The most basic assumption of such a perspective is that the current outcomes of such processes are not predictable from knowledge, no matter how detailed, of initial conditions. Many rational people consider this sort of indeterminacy to be emotionally and philosophically unacceptable, and the usual alternative is to propose that evolution is teleological—that is, directed by some ultimate purpose or toward some predetermined design. For example, Father Pierre Teilhard de Chardin, a French priest and paleoanthropologist, proposed a teleological evolutionary alternative to Darwin in The Phenomenon of Man. According to Teilhard de Chardin's formulation, human evolution could be seen as a sequence of steps toward ever more perfect forms.

To this need for certainty, Darwin had what may still be the most eloquent reply:

When we no longer look at an organic being as a savage looks at a ship, as something wholly beyond his comprehension; when we regard every production of nature as one which has had a long history; when we contemplate every complex structure and instinct as the summing up of many contrivances, each useful to the possessor, in the same way as any great mechanical invention is the summing up of the labor, the experience, the reason, and even the blunders of numerous workmen; when we thus view each organic being, how far more interesting, I speak from experience, does the study of natural history become!

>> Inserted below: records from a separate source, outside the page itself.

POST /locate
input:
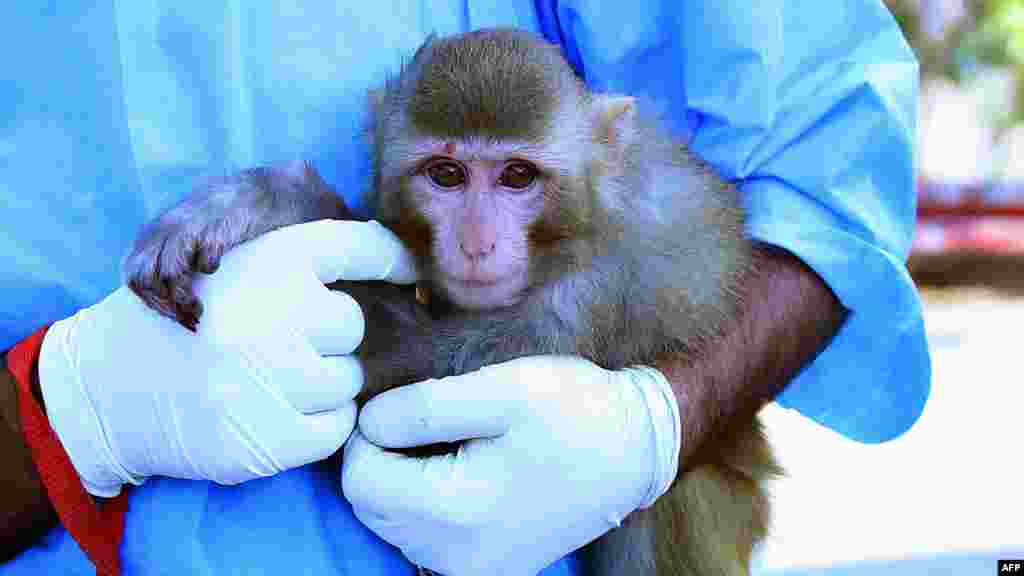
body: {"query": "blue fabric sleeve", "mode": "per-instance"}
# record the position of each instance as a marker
(811, 108)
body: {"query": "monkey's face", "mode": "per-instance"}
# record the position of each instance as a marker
(479, 204)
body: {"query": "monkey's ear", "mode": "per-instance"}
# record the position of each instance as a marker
(615, 118)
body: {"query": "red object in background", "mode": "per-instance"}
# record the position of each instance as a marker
(967, 219)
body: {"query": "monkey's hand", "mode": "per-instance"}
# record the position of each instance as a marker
(192, 237)
(554, 446)
(267, 383)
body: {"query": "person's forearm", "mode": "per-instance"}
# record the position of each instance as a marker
(790, 317)
(26, 512)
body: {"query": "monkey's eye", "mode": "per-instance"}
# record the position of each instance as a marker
(518, 175)
(446, 174)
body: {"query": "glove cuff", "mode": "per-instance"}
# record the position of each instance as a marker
(72, 414)
(666, 429)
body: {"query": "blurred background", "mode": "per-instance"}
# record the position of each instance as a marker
(946, 498)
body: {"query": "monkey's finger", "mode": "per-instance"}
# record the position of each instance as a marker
(333, 322)
(433, 411)
(337, 380)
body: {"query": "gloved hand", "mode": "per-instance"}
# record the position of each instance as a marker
(564, 451)
(131, 394)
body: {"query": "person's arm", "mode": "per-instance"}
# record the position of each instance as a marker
(790, 318)
(810, 109)
(26, 512)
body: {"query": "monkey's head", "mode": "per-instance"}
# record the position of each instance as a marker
(489, 154)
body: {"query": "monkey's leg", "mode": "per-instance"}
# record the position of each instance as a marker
(708, 524)
(192, 237)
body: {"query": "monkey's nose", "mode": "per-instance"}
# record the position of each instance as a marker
(476, 251)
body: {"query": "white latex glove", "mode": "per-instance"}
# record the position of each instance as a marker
(565, 451)
(131, 394)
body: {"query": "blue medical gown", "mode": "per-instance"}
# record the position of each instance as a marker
(110, 112)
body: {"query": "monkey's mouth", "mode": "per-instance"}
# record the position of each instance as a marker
(483, 292)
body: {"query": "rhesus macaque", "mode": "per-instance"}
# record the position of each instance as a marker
(545, 219)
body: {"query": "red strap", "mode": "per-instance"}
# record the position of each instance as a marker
(97, 530)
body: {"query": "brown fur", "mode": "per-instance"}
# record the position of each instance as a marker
(639, 253)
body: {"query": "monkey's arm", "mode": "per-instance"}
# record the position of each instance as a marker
(26, 513)
(193, 236)
(791, 317)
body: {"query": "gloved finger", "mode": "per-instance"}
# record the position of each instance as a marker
(350, 250)
(332, 382)
(318, 436)
(333, 323)
(384, 485)
(474, 405)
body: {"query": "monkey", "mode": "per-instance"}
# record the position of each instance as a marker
(544, 218)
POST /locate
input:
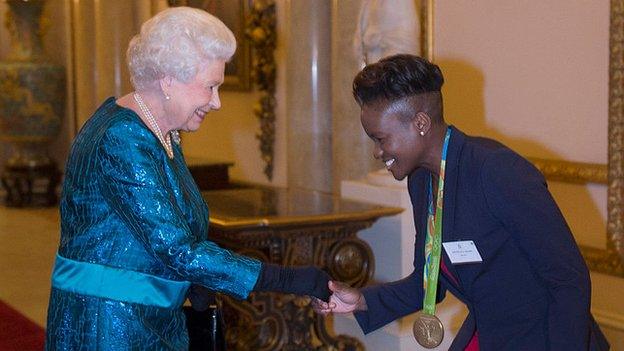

Darwin went on to write that "there is grandeur in this view of life" as a historical process, rather than an unfolding of predetermined structure, "with its several powers, having been originally breathed by the creator into a few forms or into one; and that, whilst this planet has gone cycling on according to the fixed law of gravity, from so simple a beginning endless forms most beautiful and most wonderful have been, and are being evolved."

Many consider language to be the crowning achievement of human evolution, perhaps the one ability that defines our humanity more than any other. The central dogma of modern biology is that no characteristic of a living organism can be adequately understood in the absence of an understanding of its evolutionary history. If we are to take the Darwinian position seriously, then we must look for the origins of language and, hence, the key to understanding its essential characteristics in the history of our species. In that spirit, this book will attempt to follow a set of principles set forth in the first chapter—principles derived mainly from evolutionary biology. It will also address a series of questions that deviate somewhat from those usually posed by linguists. In this regard, it is necessary to acknowledge that standard linguistics, with some exceptions, suggests that the development of the individual, or ontogeny, and the development of the species, or phylogeny, are both teleological with respect to language. These ideas, in turn, are derived from the notions that languages are best viewed as closed, formal systems, and that everything that is linguistically important can be expressed through speech.